Copernicus-Embed#
- class torchgeo.datasets.CopernicusEmbed(paths='data', crs=None, res=None, transforms=None, cache=True, download=False, checksum=False, time_series=False)[source]#
Bases:
RasterDatasetCopernicus-Embed dataset.
Copernicus-Embed is an embedding dataset that gives each 0.25x0.25 grid one embedding vector, aggregated over all available modalities from the whole Copernicus-Pretrain dataset (721x1440x768, filling empty ocean grids with 0). This dataset can be seen as a semantic representation product that integrates various sources of satellite observations at an extremely high compression ratio. It also makes it very convenient to link Earth’s surface to the atmosphere (e.g., as improved static variables adding to ERA5), unlocking new possibilities in the development of weather/climate foundation models.
If you use this dataset in your research, please cite the following paper:
Added in version 0.9.
- filename_glob = 'embed_map_*'#
Glob expression used to search for files.
This expression should be specific enough that it will not pick up files from other datasets. It should not include a file extension, as the dataset may be in a different file format than what it was originally downloaded as.

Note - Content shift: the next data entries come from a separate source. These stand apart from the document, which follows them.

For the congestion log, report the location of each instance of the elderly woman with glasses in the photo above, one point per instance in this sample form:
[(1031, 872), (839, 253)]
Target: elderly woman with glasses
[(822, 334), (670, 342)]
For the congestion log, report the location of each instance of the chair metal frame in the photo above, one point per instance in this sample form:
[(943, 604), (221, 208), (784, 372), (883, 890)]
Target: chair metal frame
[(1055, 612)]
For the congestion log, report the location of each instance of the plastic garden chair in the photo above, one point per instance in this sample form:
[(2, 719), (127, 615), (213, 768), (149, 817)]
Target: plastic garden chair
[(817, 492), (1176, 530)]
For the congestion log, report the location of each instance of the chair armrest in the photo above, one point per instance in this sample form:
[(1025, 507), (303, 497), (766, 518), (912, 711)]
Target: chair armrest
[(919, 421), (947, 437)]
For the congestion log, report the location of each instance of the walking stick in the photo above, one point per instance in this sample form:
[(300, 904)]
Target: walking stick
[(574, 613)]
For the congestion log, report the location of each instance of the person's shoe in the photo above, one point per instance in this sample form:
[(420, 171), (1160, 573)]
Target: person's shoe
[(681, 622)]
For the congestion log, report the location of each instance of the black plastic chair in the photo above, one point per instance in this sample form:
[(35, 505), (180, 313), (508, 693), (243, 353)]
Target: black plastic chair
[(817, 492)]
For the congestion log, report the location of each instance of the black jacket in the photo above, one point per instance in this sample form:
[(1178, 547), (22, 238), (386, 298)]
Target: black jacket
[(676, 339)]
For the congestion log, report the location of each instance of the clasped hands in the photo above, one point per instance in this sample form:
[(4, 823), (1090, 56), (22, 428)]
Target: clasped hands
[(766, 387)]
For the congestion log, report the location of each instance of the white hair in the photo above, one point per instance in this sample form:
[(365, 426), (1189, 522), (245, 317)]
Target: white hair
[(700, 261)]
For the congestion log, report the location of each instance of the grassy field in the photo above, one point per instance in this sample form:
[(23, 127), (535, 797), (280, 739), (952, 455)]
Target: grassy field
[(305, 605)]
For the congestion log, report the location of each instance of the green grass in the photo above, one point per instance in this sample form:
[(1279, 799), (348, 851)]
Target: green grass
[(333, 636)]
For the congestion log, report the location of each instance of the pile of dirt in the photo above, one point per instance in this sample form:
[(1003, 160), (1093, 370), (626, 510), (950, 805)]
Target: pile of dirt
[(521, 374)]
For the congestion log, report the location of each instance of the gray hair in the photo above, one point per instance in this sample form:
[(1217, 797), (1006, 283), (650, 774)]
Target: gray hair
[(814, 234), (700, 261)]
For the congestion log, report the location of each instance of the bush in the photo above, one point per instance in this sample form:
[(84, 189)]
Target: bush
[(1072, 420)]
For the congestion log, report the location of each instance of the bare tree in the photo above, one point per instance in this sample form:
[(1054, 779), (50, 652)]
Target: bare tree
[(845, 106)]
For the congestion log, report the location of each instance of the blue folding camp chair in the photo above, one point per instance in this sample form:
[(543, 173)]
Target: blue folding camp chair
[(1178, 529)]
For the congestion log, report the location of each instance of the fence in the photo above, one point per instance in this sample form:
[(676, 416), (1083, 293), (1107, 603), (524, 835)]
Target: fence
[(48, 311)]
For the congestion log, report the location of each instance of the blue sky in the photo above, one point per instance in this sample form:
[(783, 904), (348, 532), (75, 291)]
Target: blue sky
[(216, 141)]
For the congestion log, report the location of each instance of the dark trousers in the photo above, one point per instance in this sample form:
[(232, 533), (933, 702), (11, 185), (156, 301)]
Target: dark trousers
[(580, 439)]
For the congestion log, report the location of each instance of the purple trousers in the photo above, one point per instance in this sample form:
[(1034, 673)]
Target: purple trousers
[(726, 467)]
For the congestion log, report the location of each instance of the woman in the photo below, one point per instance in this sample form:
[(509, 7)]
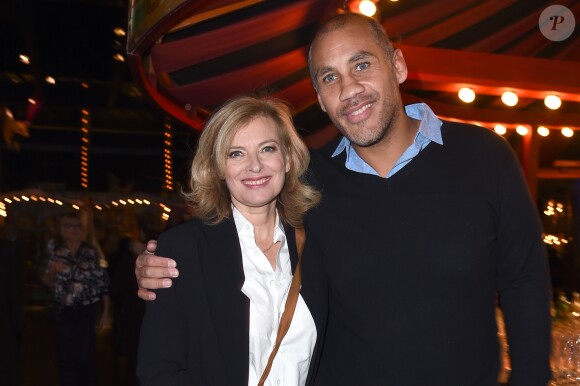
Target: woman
[(218, 322), (78, 283)]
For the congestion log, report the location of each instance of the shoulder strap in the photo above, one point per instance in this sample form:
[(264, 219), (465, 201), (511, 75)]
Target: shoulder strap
[(291, 301)]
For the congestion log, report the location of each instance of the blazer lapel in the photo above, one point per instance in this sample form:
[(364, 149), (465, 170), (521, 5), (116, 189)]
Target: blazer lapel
[(229, 307)]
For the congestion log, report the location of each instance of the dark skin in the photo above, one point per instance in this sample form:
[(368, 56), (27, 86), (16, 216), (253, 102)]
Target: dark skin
[(357, 85)]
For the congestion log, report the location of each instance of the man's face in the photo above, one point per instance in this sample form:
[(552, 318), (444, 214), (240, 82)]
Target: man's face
[(358, 86)]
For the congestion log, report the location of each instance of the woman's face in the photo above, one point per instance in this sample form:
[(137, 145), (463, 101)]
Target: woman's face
[(256, 165)]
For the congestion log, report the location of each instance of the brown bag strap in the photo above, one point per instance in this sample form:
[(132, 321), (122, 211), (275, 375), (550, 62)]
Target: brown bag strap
[(291, 301)]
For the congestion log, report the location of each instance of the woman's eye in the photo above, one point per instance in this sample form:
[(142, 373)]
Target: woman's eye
[(328, 78), (235, 154), (362, 66)]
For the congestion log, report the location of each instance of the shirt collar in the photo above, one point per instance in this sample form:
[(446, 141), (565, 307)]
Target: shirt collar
[(429, 128), (245, 227)]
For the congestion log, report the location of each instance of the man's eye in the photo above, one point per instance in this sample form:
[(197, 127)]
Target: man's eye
[(328, 78), (363, 66)]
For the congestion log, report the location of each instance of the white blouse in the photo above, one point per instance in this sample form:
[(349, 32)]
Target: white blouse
[(267, 290)]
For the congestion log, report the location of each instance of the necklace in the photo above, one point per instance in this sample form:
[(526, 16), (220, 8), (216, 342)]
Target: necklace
[(267, 249)]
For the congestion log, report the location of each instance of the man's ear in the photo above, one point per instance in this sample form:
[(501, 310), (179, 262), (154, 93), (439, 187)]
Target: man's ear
[(320, 103), (399, 66)]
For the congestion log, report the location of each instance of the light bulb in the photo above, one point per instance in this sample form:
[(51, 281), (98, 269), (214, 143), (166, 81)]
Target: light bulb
[(522, 130), (552, 102), (509, 98), (500, 129), (466, 94), (543, 131), (367, 8)]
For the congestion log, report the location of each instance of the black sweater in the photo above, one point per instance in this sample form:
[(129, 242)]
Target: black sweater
[(412, 266)]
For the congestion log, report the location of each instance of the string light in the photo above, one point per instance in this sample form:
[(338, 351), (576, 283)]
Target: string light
[(522, 130), (543, 131), (500, 129), (567, 132), (85, 141), (168, 156), (552, 102), (509, 98), (466, 94), (367, 8)]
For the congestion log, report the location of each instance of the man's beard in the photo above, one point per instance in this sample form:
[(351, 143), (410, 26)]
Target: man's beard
[(375, 134)]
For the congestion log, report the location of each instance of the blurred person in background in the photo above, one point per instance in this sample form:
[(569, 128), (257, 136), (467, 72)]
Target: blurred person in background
[(11, 288), (79, 285)]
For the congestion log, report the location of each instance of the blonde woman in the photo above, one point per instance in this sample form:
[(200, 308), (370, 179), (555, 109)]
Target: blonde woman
[(217, 324)]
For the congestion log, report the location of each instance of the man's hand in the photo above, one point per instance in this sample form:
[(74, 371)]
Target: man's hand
[(153, 272)]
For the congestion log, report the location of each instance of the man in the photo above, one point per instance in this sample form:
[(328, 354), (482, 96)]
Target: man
[(423, 226)]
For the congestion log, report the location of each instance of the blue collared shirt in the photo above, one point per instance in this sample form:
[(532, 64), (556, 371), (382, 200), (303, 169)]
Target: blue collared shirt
[(429, 131)]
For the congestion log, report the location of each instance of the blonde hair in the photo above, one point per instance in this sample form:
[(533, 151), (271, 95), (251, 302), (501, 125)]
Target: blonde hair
[(208, 196)]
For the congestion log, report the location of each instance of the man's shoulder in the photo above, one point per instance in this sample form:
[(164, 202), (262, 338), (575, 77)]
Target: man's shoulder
[(456, 131)]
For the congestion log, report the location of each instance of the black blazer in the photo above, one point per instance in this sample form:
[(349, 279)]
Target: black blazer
[(197, 331)]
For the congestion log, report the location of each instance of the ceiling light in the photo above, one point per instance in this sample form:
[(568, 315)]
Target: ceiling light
[(509, 98), (24, 59), (466, 94), (567, 132), (522, 130), (119, 31), (367, 8), (552, 102), (543, 131), (500, 129)]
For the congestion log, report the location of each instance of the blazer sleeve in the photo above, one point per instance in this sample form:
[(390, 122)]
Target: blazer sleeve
[(162, 356)]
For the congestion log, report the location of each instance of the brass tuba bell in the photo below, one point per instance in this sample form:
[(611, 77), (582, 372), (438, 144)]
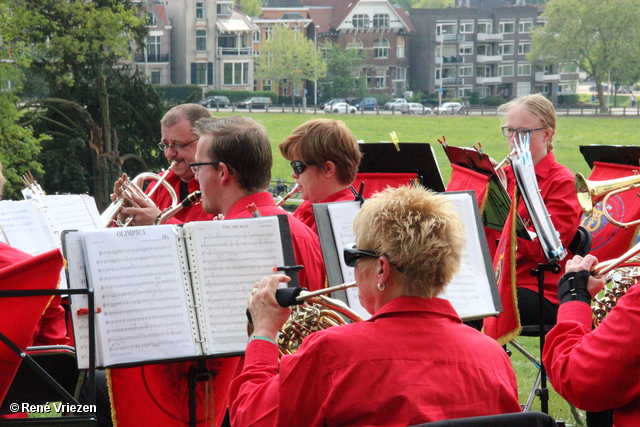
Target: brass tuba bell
[(591, 192)]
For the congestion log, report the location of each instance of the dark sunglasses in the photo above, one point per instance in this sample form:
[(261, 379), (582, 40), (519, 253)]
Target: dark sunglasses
[(353, 254), (298, 167)]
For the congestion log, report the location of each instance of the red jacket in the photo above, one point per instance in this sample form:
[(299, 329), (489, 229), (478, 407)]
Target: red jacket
[(414, 361), (598, 369)]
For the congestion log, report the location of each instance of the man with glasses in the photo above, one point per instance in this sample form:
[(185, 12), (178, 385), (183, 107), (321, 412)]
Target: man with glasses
[(178, 145), (233, 166)]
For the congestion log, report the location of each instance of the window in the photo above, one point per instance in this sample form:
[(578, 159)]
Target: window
[(152, 21), (153, 47), (381, 48), (381, 79), (201, 73), (201, 10), (155, 77), (236, 73), (400, 47), (507, 27), (354, 43), (505, 49), (505, 70), (525, 27), (524, 68), (381, 20), (201, 40), (465, 71), (524, 48), (360, 21), (485, 27), (466, 49), (466, 27)]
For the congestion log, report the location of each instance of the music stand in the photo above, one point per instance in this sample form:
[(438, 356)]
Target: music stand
[(616, 154)]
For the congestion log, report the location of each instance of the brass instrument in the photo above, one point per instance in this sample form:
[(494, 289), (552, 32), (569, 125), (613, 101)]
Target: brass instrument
[(318, 312), (192, 199), (591, 192), (128, 189), (287, 196)]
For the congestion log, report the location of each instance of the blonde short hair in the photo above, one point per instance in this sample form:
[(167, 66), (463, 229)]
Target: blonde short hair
[(537, 105), (321, 140), (420, 233)]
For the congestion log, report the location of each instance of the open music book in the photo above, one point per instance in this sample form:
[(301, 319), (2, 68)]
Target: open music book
[(473, 292), (34, 226), (172, 291)]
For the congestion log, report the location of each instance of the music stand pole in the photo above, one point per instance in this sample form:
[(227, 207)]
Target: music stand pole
[(543, 391)]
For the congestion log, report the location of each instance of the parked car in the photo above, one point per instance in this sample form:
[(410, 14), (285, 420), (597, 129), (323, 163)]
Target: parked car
[(395, 104), (367, 104), (448, 108), (255, 102), (332, 101), (415, 108), (212, 101), (340, 107)]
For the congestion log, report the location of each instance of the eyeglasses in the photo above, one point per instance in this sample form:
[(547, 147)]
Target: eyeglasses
[(508, 132), (195, 167), (352, 254), (177, 147), (299, 167)]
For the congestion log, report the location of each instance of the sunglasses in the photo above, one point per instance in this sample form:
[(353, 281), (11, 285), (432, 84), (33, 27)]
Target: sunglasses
[(353, 254), (299, 167)]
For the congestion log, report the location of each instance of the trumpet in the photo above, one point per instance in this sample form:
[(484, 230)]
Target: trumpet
[(591, 192), (129, 189), (192, 199), (287, 196)]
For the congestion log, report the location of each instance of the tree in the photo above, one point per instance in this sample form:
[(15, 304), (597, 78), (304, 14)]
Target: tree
[(291, 57), (341, 64), (79, 44), (599, 36)]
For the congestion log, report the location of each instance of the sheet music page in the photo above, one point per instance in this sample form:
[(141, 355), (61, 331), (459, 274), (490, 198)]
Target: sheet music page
[(74, 257), (136, 275), (470, 291), (342, 215), (73, 212), (25, 227), (232, 255)]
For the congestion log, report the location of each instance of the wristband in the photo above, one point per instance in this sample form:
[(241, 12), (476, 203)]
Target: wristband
[(573, 287), (260, 337)]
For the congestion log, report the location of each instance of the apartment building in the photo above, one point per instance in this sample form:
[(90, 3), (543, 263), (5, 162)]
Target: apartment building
[(481, 46), (210, 44)]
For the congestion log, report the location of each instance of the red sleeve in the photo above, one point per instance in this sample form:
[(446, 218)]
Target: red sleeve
[(599, 369)]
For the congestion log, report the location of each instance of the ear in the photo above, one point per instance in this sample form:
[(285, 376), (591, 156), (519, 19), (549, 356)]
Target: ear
[(384, 269)]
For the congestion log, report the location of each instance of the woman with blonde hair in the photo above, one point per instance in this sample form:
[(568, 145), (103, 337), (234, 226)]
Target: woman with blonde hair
[(413, 361)]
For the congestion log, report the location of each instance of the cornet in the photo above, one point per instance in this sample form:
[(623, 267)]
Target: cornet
[(129, 189)]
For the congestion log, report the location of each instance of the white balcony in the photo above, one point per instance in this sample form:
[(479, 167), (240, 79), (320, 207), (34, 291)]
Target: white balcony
[(541, 77), (486, 37), (496, 80), (489, 58)]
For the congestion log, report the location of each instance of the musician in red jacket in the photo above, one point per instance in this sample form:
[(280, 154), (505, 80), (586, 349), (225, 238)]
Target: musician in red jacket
[(414, 361), (595, 369), (178, 144), (325, 157)]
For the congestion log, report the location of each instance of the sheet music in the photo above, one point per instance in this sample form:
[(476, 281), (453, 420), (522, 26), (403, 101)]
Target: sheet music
[(469, 291), (74, 256), (136, 274), (342, 215), (231, 256)]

- __init__(paths='data', crs=None, res=None, transforms=None, cache=True, download=False, checksum=False, time_series=False)[source]#
Initialize a new CopernicusEmbed instance.
- Parameters:
paths (str | PathLike[str] | Iterable[str | PathLike[str]]) – one or more root directories to search or files to load
crs (CRS | None) – coordinate reference system (CRS) to warp to (defaults to the CRS of the first file found)
res (float | tuple[float, float] | None) – resolution of the dataset in units of CRS in (xres, yres) format. If a single float is provided, it is used for both the x and y resolution. (defaults to the resolution of the first file found)
transforms (Callable[[dict[str, Any]], dict[str, Any]] | None) – a function/transform that takes an input sample and returns a transformed version
cache (bool) – if True, cache file handle to speed up repeated sampling
download (bool) – if True, download dataset and store it in the root directory
checksum (bool) – if True, check the MD5 of the downloaded files (may be slow)
time_series (bool) – if True, stack data along the time series dimension [T, C, H, W]. If False, merge data into a [C, H, W] mosaic.
- Raises:
DatasetNotFoundError – If dataset is not found and download is False.
Added in version 0.9: The time_series parameter.
- plot(sample, show_titles=True, suptitle=None)[source]#
Plot a sample from the dataset.
Warning
Visualizations are generated using PCA on each image individually, and are thus not comparable across images. The plot method is provided for visualization purposes only and should not be used to draw conclusions.